Despite major recent therapeutic advances, stroke remains a leading cause of disability and death. Consequently, new therapeutic targets need to be found to improve stroke outcome. The deleterious role of gut microbiota alteration (often mentioned as "dysbiosis") on cardiovascular diseases, including stroke and its risk factors, has been increasingly recognized. Gut microbiota metabolites, such as Trimethylamine-N-Oxyde (TMAO), Short Chain Fatty Acid (SCFA), and tryptophan, play a key role. Evidence of a link between alteration of the gut microbiota and cardiovascular risk factors exists, with a possible causality link supported by several pre-clinical studies. Gut microbiota alteration also seems to be implicated at the acute phase of stroke, with observational studies showing more non-neurological complications, higher infarct size and worse clinical outcome in stroke patients with altered microbiota. Microbiota targeted strategies have been developed, including prebiotics/probiotics, fecal microbiota transplantation, SCFA and TMAO inhibitors. Research teams have been using different time windows and endpoint for their studies, with various results. Considering the available evidence, we believe that studies focusing on microbiota targeted strategies in association with conventional stroke care should be conducted.
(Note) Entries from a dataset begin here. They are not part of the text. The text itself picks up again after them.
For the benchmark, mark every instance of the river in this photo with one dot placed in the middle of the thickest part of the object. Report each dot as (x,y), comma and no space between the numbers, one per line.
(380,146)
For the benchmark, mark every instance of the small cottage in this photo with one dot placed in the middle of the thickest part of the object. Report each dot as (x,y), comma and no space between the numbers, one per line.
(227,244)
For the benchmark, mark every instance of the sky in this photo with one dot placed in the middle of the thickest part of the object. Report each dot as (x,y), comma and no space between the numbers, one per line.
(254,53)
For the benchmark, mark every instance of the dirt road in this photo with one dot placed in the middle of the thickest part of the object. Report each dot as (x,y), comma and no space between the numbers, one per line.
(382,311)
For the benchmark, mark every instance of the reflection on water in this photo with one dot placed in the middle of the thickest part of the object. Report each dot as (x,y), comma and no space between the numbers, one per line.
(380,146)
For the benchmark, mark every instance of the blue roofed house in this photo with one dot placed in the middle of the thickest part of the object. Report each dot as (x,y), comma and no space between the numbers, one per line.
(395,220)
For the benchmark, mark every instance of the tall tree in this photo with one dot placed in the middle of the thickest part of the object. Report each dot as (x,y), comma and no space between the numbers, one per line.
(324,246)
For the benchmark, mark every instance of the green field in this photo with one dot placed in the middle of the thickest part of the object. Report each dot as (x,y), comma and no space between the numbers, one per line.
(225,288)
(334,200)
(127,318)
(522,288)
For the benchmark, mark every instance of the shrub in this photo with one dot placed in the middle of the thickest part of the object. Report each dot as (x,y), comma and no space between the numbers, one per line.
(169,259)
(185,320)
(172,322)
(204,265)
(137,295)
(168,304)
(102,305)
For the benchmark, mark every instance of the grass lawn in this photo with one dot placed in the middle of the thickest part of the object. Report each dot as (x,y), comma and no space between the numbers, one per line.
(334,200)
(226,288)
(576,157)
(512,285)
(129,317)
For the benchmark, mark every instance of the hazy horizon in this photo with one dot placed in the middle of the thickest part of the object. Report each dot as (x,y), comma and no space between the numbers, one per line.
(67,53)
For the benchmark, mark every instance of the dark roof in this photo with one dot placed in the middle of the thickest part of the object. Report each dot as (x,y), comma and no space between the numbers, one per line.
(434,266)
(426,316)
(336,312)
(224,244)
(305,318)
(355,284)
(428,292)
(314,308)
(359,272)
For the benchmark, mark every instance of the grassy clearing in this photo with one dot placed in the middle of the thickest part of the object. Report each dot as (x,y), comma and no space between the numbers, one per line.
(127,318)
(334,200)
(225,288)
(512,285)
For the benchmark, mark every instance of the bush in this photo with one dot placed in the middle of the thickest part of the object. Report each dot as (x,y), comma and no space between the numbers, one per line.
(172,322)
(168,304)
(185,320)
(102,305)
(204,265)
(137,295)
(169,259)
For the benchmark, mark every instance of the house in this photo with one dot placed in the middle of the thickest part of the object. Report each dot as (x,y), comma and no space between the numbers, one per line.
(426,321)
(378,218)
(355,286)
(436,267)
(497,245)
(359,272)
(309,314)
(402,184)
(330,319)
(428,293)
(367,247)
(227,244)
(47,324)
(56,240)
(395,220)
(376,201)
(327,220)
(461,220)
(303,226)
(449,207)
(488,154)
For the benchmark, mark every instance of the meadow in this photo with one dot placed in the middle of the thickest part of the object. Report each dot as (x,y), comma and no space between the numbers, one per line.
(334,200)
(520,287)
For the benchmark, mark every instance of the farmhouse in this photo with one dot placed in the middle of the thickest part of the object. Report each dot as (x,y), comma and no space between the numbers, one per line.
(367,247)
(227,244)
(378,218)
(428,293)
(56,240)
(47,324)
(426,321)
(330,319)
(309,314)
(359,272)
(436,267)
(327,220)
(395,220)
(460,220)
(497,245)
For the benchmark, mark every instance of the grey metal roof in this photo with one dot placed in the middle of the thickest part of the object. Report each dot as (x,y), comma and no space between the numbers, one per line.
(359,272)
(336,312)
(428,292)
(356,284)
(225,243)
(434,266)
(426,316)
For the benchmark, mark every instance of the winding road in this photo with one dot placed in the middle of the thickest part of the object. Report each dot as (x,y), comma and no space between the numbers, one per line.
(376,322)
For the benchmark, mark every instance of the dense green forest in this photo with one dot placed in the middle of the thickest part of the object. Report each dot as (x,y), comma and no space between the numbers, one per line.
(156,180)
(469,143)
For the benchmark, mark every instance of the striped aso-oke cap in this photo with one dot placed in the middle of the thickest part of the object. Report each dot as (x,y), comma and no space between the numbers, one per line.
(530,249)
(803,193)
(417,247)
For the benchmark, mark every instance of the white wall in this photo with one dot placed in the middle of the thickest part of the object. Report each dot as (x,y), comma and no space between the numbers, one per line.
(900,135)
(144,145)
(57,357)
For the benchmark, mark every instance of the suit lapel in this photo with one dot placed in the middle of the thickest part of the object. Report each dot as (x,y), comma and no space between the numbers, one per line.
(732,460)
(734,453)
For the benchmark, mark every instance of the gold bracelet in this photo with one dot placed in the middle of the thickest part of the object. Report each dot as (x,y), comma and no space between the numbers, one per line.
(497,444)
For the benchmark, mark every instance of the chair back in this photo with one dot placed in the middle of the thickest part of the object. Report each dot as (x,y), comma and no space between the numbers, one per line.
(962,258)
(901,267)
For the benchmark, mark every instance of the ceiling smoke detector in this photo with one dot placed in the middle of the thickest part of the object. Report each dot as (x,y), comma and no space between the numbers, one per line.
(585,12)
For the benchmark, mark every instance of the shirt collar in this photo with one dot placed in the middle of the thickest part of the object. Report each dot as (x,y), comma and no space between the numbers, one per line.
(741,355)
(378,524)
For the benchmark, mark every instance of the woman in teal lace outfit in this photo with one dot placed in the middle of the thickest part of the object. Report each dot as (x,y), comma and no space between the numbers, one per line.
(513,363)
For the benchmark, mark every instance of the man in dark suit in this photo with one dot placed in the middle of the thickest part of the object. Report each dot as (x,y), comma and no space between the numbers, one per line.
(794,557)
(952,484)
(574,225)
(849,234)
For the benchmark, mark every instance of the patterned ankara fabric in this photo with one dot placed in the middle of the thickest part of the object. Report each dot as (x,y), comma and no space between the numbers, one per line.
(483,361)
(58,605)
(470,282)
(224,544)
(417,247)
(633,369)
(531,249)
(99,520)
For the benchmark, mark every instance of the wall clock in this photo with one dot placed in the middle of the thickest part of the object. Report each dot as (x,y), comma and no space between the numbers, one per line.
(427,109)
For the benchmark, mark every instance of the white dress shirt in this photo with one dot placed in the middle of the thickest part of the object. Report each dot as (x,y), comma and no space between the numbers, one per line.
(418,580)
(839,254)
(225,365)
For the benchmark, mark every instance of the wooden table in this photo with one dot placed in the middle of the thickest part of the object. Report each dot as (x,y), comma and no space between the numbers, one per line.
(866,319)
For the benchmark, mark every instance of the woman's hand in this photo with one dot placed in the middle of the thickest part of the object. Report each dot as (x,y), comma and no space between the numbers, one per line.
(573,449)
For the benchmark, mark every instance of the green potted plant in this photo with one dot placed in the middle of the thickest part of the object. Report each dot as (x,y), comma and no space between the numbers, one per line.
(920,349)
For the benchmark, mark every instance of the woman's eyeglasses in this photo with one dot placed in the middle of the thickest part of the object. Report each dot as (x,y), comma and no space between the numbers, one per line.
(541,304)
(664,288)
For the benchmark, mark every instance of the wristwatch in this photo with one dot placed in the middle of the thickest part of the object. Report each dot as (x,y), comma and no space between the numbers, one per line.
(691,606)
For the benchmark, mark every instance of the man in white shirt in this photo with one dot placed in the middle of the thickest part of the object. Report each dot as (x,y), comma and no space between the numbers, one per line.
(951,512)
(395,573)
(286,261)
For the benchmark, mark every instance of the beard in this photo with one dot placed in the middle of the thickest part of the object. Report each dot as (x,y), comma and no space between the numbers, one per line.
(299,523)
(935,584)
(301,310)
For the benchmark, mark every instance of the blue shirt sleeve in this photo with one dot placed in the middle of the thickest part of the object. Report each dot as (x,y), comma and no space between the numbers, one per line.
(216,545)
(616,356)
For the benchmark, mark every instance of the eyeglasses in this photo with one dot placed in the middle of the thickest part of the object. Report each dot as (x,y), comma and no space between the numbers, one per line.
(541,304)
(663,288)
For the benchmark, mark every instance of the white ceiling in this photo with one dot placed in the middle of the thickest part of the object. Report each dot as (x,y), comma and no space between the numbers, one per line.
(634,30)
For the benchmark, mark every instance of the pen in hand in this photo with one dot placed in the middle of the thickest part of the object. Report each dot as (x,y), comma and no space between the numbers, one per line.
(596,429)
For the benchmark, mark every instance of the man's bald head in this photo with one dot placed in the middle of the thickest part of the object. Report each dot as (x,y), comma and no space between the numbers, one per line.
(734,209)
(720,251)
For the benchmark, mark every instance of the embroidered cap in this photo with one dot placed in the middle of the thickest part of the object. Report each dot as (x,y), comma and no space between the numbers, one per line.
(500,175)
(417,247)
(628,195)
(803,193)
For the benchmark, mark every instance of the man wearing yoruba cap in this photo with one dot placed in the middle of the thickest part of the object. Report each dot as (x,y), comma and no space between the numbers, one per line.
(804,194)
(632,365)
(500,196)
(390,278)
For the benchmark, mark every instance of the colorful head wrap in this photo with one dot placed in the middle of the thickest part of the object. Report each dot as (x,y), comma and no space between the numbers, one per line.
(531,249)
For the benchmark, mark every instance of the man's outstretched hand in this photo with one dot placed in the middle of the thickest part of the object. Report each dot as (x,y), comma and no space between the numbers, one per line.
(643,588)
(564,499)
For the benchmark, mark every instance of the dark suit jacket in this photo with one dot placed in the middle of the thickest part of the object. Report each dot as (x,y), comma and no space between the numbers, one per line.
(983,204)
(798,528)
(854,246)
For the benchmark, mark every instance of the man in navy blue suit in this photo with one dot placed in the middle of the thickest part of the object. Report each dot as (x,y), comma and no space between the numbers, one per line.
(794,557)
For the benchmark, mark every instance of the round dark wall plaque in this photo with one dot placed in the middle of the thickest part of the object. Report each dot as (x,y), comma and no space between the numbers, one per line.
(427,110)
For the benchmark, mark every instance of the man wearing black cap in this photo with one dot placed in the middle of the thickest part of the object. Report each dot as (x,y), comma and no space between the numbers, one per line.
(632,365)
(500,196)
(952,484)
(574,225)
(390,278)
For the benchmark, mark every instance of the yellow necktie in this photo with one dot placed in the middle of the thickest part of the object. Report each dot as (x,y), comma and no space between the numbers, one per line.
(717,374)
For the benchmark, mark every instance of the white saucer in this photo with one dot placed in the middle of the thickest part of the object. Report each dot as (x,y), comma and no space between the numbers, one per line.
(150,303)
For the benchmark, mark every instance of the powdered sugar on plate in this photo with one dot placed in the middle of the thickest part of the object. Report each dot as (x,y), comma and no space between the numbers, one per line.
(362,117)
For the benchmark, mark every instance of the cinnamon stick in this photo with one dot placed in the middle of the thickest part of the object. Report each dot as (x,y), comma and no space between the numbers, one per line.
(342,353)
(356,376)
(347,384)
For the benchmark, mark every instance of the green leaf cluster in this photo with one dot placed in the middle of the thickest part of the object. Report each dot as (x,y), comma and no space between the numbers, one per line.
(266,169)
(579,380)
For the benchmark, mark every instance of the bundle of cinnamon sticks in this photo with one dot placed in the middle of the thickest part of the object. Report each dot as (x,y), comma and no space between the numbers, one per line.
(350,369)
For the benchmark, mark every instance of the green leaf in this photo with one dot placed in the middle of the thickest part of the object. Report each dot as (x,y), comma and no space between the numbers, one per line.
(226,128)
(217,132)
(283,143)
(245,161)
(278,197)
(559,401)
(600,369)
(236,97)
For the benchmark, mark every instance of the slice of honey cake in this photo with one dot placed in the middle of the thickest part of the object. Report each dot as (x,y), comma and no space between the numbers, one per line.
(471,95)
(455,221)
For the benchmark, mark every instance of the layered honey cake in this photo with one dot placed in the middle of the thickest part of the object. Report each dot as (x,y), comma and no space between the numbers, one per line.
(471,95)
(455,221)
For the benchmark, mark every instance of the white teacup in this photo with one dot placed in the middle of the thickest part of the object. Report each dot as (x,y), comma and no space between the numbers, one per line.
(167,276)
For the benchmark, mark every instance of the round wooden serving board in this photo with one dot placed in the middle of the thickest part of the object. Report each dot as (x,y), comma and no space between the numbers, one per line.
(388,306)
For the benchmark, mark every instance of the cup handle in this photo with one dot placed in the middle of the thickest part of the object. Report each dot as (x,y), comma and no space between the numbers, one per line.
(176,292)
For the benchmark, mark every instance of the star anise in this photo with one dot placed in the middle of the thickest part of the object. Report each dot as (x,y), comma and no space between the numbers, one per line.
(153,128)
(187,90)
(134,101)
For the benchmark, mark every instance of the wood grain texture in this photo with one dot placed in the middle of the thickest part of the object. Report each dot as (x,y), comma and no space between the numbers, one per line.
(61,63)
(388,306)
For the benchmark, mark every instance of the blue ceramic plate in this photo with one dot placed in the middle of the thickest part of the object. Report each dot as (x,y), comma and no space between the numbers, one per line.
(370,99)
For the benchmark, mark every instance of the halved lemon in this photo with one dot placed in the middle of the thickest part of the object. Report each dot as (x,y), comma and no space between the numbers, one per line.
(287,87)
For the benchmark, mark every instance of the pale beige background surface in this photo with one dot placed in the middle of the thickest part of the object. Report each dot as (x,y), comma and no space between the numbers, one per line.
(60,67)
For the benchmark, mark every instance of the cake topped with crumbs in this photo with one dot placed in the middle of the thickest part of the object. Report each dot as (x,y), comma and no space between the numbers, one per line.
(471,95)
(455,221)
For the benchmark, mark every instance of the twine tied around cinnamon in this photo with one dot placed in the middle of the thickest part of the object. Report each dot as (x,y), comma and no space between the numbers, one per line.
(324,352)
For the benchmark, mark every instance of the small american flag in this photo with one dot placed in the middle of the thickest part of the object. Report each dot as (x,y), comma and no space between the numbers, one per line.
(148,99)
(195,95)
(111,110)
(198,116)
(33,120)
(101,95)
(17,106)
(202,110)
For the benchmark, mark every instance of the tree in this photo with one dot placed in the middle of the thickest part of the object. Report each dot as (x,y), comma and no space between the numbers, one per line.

Such strategies should be considered according to three therapeutic time windows: first, at the pre-stroke (primary prevention) or post-stroke (secondary prevention) phases, to enhance the control of cardiovascular risk factors. Secondly, at the acute phase of stroke, to limit the infarct size and the systemic complications and enhance the overall clinical outcome. Thirdly, at the subacute phase of stroke, to prevent stroke recurrence and promote neurological recovery.